Support for `-j` to the `clang` driver could also be added along the way.
I would simply like a general advice on this change. **I don't plan to commit this as it is**. If the general idea seems good, I'll cut it down in several smaller pieces.

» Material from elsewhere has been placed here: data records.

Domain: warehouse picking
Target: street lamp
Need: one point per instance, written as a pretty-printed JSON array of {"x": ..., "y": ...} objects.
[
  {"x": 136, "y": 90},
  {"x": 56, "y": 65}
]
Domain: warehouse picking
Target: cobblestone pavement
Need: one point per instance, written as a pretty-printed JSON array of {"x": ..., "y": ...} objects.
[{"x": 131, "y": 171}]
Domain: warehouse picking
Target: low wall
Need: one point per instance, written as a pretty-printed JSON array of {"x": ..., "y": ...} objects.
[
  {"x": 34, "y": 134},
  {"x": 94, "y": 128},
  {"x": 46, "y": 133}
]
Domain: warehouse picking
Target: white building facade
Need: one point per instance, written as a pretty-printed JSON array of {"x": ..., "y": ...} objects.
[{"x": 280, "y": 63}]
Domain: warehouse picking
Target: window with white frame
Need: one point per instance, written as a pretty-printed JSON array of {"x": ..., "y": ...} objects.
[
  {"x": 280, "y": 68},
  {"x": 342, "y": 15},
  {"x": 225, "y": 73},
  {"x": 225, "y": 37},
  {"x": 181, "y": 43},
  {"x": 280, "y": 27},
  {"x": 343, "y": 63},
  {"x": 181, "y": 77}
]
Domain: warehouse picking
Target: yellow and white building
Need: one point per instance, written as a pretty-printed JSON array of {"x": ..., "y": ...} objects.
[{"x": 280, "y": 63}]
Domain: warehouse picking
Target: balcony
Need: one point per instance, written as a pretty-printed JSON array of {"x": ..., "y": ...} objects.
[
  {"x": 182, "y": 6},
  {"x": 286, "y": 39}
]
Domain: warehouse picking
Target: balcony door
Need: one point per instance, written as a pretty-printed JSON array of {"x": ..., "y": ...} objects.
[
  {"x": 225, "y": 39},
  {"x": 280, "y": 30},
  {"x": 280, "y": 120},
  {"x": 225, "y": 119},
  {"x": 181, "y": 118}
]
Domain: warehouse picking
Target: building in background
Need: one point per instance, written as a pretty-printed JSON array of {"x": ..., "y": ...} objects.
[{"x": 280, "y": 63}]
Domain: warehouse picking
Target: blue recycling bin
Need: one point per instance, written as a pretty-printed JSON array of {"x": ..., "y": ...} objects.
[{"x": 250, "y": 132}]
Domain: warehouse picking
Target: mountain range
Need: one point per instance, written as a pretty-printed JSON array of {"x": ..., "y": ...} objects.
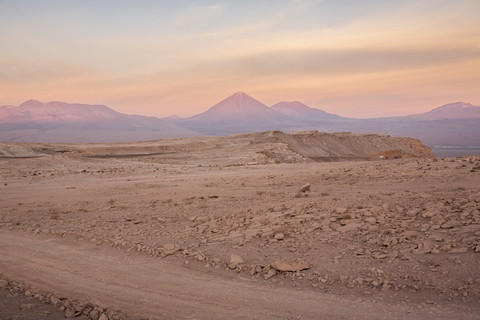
[{"x": 451, "y": 125}]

The change about having explicit return codes (`Program.h / enum ProgramReturnCode`) should probably be discussed separately, although if you have an opinion about that, please do.
== Some timings ==
Full rebuild of LLVM + Clang + LLD (at r341847), Release, optimized tablegen. VS2017 15.8.3, Ninja 1.8.2, CMake 3.12.2
**Config 1 : **Intel Xeon Haswell 6 cores / 12 HW threads, 3.5 GHz, 15M cache, 128 GB RAM, SSD 550 MB/s
| MSBuild, MSVC | **(56min 43 sec)** | 2 parallel msbuild
| MSBuild, Clang + LLD | **(2hour 40min)** | 2 parallel msbuild
| MSBuild, Clang **/MP** + LLD | **(51min 8sec)** | 2 parallel msbuild
| Ninja, MSVC | **(37min)** |
| Ninja, Clang [1] | **(31min 52sec)** |
**Config 2 : **(Intel Xeon Skylake 18 cores / 36 HW threads, x2 (Dual CPU), 72 HW threads total, 2.3 GHz, 24.75M cache, 128 GB RAM, NVMe 4.6 GB/s)

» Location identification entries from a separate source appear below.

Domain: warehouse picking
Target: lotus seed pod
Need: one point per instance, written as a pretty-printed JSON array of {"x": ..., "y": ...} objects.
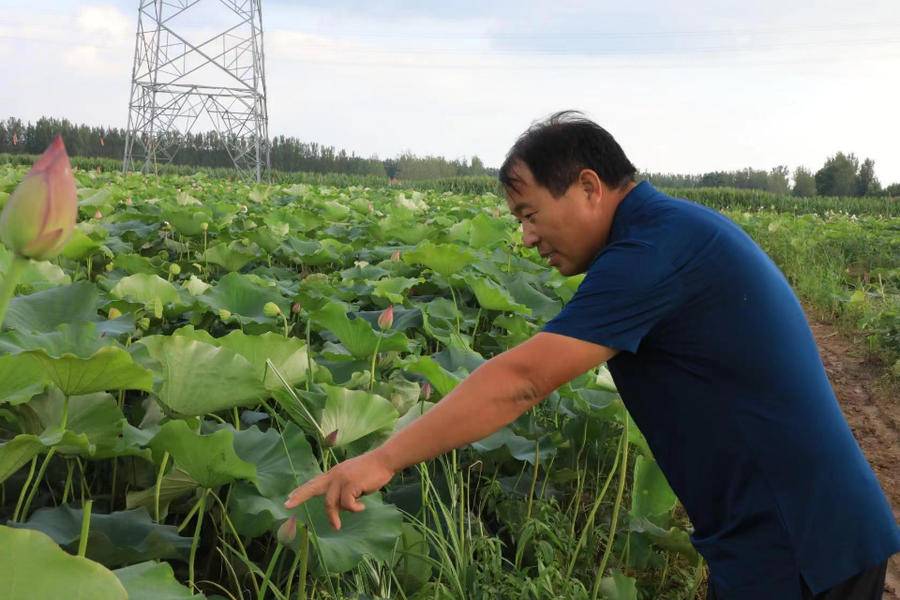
[
  {"x": 287, "y": 532},
  {"x": 271, "y": 309},
  {"x": 40, "y": 214},
  {"x": 386, "y": 318}
]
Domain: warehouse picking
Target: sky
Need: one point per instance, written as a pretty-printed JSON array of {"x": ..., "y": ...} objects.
[{"x": 685, "y": 87}]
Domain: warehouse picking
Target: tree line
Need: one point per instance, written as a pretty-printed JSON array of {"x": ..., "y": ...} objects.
[
  {"x": 203, "y": 149},
  {"x": 841, "y": 175}
]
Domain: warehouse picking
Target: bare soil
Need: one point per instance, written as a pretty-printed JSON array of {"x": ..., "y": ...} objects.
[{"x": 871, "y": 405}]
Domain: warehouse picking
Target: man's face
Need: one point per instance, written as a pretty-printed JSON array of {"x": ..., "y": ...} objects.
[{"x": 567, "y": 231}]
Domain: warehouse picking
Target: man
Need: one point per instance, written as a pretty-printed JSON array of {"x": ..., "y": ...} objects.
[{"x": 713, "y": 357}]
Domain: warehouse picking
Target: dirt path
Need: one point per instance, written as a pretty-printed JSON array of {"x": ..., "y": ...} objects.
[{"x": 873, "y": 411}]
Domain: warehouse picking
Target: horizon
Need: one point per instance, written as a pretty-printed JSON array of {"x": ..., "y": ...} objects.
[{"x": 741, "y": 87}]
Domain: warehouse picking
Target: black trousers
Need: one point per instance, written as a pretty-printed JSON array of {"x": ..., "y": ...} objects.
[{"x": 868, "y": 585}]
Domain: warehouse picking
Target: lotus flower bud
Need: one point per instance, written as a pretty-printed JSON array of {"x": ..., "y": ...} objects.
[
  {"x": 330, "y": 439},
  {"x": 40, "y": 215},
  {"x": 386, "y": 318},
  {"x": 271, "y": 309},
  {"x": 287, "y": 532}
]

| MSBuild, MSVC | **(12min 8sec)** | 32 parallel msbuild
| MSBuild, Clang + LLD | **(29min 12sec)** | 32 parallel msbuild
| MSBuild, Clang **/MP** + LLD | **(9min 22sec)** | 32 parallel msbuild
| Ninja, MSVC | **(7min 35sec)**
| Ninja, Clang [1] | **(11min)**
[1] Clang compiled with Clang.
Some remarks:
- Ninja is better in regards to discovering cmake "features" (`Looking for ... - found`); whereas the Visual Studio generator goes though a MSBuild instance for each "feature" which makes it very slow.
- Ninja seems to have a better job allocation that MSBuild, which compiles monolithically each vcproj one by one.

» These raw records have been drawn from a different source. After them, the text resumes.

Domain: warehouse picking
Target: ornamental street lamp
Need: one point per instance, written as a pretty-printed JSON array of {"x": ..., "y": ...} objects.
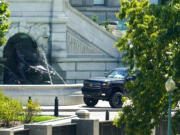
[{"x": 170, "y": 86}]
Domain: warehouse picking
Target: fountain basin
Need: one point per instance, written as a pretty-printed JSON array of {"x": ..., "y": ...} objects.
[{"x": 68, "y": 94}]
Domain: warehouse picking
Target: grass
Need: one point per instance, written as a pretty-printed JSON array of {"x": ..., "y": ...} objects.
[
  {"x": 39, "y": 118},
  {"x": 44, "y": 118}
]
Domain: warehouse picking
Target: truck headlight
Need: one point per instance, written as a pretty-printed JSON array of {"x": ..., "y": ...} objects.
[{"x": 105, "y": 85}]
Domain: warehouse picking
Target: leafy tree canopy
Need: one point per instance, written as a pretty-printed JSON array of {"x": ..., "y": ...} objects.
[
  {"x": 151, "y": 46},
  {"x": 4, "y": 15}
]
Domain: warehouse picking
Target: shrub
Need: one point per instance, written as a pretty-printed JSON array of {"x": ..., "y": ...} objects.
[
  {"x": 10, "y": 109},
  {"x": 32, "y": 109}
]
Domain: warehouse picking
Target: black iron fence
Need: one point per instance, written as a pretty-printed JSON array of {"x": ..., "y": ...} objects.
[
  {"x": 162, "y": 129},
  {"x": 107, "y": 128}
]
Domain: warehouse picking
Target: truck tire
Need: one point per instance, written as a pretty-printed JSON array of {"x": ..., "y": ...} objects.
[
  {"x": 90, "y": 101},
  {"x": 115, "y": 100}
]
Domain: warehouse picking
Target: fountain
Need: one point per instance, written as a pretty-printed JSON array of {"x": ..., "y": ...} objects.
[{"x": 27, "y": 73}]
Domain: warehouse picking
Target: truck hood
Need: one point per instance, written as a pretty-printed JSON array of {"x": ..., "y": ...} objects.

- Ninja + Clang on the Skylake is significantly worse than Ninja + MSVC, probably because of the poor Windows 10 thread scheduler which is known to under-perform on high cores count, [[ https://www.phoronix.com/scan.php?page=article&item=2990wx-linux-windows&num=4 | see here ]]. The reason is that for each file compiled, clang-cl.exe invokes an additional -cc1 child process.
- Each new clang-cl.exe child process creation costs between 60-100ms (that is the time spent between the parent's `CreateProcess()` and the first file accessed by the child .exe). In contrast MSBuild + Clang /MP uses only one parent .exe per vcproject.